The mood in the industrial and logistics market across Europe is one of improving sentiment, said Savills’ Kevin Mofid, speaking to Real Assset Media during MIPIM.

Mofid, the firm’s head of EMEA industrial and logistics research, said that in the occupier market, take-up remains very strong following a good start to the year, with new leases being signed across the continent.

As a consequence, he said vacancy remains low although is starting to trend upwards in some markets.

“But I don’t expect that vacancy rate to head close to even the 10-year average of around seven percent,” he added.

Occupiers are from a diverse mix of backgrounds with online retailers still active, “but not necessarily in the same quantum as they have been over the last two to three years”.

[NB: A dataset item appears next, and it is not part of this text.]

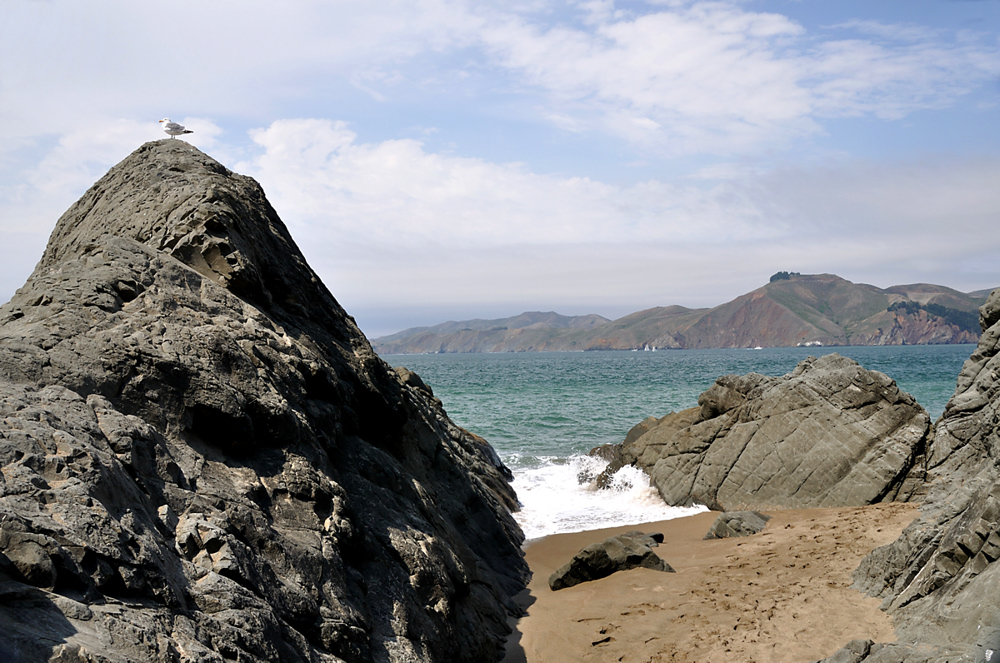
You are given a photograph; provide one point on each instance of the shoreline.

However, logistics companies and 3PLs are also in evidence, increasingly with demand related to nearshoring and reshoring.

The UK, for example, saw the most manufacturing-related take-up ever in 2022, at 11.5 million sq ft.

“So it’s really interesting to see these actual property data points come through now. Whereas, particularly over the last three years, it’s all been about surveys saying ‘yes this is something we’re going to look to do’.”

He said that on the capital market side, after a volatile second half of 2022, sentiment is definitely improving because of relatively good economic news.

“Obviously we’re all looking at how that’s going to play out over the course of this year and how, ultimately, that affects pricing.”

He said that one knock-on consequence of the volatility in the capital markets will probably be less speculative development in 2023.

“Arguably that’s a good thing, because it will keep the vacancy rates constrained much lower than we would ordinarily expect in these conditions.”

The consequence will be continued upward pressure on rents.

“Overall, the long-term strategic drivers for the logistics sector remain in place, but I suspect we’ll see a more volatile 2023.”